Two days after the Turkish military and allied jihadist forces took control of the Kurdish city of Afrin in northwestern Syria, Islamic State (ISIS) terrorists launched a major attack on Syrian regime forces in the eastern province of Deir Ezzor. The ISIS terrorists killed at least 25 soldiers and seized a large oil field.

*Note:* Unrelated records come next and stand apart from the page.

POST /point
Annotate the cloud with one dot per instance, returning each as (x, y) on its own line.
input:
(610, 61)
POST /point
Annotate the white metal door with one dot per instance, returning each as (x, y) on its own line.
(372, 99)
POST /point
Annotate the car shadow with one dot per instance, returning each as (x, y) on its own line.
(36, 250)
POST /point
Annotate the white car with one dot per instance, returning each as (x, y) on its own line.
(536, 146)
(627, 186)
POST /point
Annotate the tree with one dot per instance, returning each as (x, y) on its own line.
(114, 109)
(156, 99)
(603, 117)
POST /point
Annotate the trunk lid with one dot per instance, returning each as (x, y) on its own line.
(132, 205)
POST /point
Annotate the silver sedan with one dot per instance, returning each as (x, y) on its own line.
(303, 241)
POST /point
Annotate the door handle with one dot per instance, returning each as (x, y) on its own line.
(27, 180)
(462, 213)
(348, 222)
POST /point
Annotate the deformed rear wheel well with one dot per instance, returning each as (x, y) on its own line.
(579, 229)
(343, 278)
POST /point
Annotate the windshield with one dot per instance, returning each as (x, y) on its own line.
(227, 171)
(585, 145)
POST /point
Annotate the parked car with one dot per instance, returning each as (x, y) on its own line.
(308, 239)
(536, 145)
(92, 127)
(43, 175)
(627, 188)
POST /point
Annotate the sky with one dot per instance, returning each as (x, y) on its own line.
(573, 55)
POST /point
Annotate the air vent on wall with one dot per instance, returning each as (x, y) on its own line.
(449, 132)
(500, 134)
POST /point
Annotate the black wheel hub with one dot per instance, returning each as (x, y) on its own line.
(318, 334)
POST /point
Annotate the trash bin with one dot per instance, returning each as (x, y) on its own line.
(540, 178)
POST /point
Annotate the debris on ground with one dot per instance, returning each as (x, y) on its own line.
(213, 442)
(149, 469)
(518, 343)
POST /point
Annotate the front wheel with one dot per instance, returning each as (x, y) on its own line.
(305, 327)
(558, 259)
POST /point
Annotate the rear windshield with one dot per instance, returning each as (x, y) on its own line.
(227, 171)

Around the same time, ISIS militants captured a strategic district in the suburb of Syria’s capital, Damascus, where they killed more than 60 government troops.
These two recent advances signal a possible return by the extremist group that only months ago was thought to be largely defeated.
Since Turkey, a NATO ally, launched its Afrin offensive against the Kurdish People’s Protection Units (YPG) — a main U.S. ally in the fight against ISIS — U.S. officials have been warning that the fighting between two U.S. allies is distracting from the main mission, which is defeating ISIS.
“We are very concerned about the effect fighting there has had on our defeat ISIS efforts and would like to see an end to the hostilities before ISIS has the opportunity to regroup in eastern Syria,” said Pentagon spokesman U.S. Army Colonel Rob Manning, referring to the Turkish offensive against Kurds in Afrin.
The U.S. State Department is already convinced that the terror group has been rebuilding itself in some places in Syria.